CCAAT/Enhancer-Binding Protein Homologous Protein (CHOP) Deficiency Attenuates Heatstroke-Induced Intestinal Injury

Abstract The intestine is one of the main target organs involved in the pathological process of heatstroke. CCAAT/enhancer-binding protein homologous protein (CHOP) is involved in endoplasmic reticulum (ER) stress-induced apoptosis. This study aimed to explore the role of CHOP in heatstroke-induced intestinal injury and potential therapy. An in vitro heat stress (HS) model using Caco-2 cells was employed. We observed the role of CHOP in apoptosis-mediated intestinal epithelial cell injury secondary to HS by evaluating cell viability, lactate dehydrogenase release, apoptosis levels, and GRP78, PERK, ATF4, CHOP, Bcl-2, and BAX mRNA and protein expression.
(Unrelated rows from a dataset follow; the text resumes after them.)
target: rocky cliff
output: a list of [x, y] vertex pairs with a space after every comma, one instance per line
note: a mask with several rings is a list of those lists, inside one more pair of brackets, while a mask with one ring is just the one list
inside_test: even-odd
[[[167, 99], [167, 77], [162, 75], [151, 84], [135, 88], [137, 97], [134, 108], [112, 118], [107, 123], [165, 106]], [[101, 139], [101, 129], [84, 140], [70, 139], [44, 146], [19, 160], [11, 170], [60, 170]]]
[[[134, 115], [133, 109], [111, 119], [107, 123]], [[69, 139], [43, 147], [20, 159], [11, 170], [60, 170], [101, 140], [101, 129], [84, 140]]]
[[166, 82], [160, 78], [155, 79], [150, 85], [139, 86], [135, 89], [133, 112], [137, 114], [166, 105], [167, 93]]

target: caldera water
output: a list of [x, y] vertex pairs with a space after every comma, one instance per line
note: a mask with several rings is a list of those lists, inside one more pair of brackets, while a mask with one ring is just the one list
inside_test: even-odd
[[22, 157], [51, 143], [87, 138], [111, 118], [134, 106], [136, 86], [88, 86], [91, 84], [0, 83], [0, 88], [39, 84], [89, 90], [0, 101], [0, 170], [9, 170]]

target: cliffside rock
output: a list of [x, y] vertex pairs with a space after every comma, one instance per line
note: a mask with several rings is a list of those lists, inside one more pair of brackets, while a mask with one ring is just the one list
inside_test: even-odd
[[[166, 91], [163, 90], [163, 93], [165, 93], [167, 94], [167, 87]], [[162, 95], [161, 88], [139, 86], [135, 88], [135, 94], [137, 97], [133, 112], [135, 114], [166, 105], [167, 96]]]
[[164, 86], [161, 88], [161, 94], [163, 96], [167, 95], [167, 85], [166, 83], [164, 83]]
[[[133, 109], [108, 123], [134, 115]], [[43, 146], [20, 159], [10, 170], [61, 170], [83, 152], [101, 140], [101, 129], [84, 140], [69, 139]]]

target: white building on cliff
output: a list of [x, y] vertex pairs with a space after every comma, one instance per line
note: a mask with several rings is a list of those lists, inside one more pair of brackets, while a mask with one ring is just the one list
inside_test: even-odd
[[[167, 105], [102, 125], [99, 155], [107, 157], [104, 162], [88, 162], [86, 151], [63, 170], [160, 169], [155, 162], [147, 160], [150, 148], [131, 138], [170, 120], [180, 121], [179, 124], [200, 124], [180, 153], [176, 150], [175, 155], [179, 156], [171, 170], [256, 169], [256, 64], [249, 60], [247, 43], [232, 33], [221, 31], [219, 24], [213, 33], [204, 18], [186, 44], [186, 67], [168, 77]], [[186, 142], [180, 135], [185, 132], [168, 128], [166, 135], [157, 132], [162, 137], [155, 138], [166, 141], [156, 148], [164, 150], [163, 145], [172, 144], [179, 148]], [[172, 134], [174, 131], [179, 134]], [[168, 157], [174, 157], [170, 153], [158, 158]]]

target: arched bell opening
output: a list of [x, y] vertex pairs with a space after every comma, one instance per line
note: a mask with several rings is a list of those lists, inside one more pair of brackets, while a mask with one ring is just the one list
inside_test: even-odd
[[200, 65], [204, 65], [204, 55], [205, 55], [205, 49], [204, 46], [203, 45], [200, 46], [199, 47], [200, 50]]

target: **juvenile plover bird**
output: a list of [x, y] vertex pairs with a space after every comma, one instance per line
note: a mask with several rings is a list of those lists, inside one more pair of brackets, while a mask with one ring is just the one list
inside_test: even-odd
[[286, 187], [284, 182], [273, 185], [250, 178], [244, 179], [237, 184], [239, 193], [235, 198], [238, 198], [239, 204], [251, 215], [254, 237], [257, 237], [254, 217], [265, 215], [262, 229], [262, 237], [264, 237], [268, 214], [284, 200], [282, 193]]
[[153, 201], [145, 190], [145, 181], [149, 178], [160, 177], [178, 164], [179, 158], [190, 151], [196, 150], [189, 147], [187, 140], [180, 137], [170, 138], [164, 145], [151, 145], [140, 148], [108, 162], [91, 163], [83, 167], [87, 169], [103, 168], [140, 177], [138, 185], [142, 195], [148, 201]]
To further study the role of CHOP in HS-induced intestinal barrier dysfunction, we assessed transepithelial electrical resistance, paracellular tracer flux, ultrastructure of tight junctions, and protein expression of ZO-1 and occludin. Male wild-type mice and CHOP knockout mice were used for in vivo experiments. We evaluated serum d-lactate and diamine oxidase levels, histopathological changes, intestinal ultrastructure, and ZO-1 and occludin protein expression. HS activated the PERK-CHOP pathway and promoted apoptosis by upregulating BAX and downregulating Bcl-2; these effects were prevented by CHOP silencing. Intestinal epithelial barrier function was disrupted by HS in vitro and in vivo. CHOP silencing prevented intestinal barrier dysfunction in Caco-2 cells, whereas CHOP knockout mice exhibited decreased intestinal mucosal injury. The ER stress inhibitor 4-phenylbutyrate (4-PBA) prevented HS-induced intestinal injury in vitro and in vivo. This study indicated that CHOP deficiency attenuates heatstroke-induced intestinal injury and may contribute to the identification of a novel therapy against heatstroke associated with the ER stress pathway.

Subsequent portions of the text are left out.